C'est que Catherine et moi sommes plongés dans les romans de Donald Westlake, lesquels ont sur nous deux cet effet hilarant et spasmodique. En plus, comme nous lisons les mêmes, mais ni en même temps ni forcément dans le même ordre, chacun commente ensuite pour l'autre le passage qui l'a fait pouffer (tout en sachant qu'il est mauvais pour qui surveille son poids de trop pouffer entre les repas).
Une turne de dingues, je vous dis.
Samedi 12
Dix heures. – L'information comique de ce samedi matin : « Zéro Covid en Chine : les autorités décrètent un confinement d'urgence à Disneyland Shanghai. » Il faudrait évidemment lire l'article pour savoir qui au juste est confiné : les visiteurs qui ont eu ma mauvaise idée de choisir ce jour-là ? Seulement les employés ? Juste Mickey, Donald et Picsou ? Je préfère rester dans ma bienheureuse incertitude…
Vendredi 18
Trois heures. – Nous sortons tout juste d'un coma de quatre jours – merci Orange – que s'est offert Dame Ternette.

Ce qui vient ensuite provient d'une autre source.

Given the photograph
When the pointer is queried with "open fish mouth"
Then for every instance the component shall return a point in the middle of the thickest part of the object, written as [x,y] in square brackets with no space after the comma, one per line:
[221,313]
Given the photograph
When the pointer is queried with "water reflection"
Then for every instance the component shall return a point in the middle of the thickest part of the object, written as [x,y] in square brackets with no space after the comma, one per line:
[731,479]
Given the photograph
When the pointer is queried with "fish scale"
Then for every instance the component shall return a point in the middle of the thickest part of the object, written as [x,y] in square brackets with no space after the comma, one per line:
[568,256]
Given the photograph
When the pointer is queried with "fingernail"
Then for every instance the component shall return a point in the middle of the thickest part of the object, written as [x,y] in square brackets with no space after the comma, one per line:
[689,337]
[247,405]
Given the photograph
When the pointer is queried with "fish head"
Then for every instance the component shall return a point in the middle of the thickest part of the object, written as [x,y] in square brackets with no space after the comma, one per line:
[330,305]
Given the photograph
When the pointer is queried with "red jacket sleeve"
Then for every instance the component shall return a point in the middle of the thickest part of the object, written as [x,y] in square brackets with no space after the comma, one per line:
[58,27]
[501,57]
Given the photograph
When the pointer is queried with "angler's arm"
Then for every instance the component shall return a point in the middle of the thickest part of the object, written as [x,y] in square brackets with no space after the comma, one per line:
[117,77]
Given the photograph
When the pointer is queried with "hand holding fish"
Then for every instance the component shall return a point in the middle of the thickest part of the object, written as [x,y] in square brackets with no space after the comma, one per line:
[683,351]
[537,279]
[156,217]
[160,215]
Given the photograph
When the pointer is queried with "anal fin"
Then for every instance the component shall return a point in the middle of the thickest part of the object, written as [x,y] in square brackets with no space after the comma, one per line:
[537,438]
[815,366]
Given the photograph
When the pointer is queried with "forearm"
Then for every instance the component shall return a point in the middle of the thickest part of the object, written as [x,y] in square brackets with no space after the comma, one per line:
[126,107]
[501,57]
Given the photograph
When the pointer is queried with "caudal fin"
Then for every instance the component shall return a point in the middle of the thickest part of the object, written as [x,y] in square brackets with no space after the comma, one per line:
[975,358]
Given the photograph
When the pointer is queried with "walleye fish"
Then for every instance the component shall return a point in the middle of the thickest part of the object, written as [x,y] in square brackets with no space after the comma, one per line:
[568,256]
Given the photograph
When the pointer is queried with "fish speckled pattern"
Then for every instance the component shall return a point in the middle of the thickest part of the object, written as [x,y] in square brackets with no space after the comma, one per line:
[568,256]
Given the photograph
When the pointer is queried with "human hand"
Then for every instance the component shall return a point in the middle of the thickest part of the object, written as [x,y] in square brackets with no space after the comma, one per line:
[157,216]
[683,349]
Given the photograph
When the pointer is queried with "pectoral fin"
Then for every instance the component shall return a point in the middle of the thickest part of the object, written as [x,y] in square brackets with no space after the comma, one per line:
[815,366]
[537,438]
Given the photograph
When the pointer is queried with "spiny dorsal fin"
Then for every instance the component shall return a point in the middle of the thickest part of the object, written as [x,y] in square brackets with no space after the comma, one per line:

Et, cette fois-ci, contrairement à la précédente, je n'ai même pas pris la peine de créer un document Word pour y poursuivre ce journal : d'où le trou béant que l'on peut contempler juste au-dessus de cette entrée. Si j'ai opté pour le silence c'est pour m'être rendu compte que, n'ayant rien à dire de particulier, ni même de général, il serait un peu vain et absurde de se mettre à écrire ailleurs pour, ensuite, transvaser ici ce paquet de phrases inutiles.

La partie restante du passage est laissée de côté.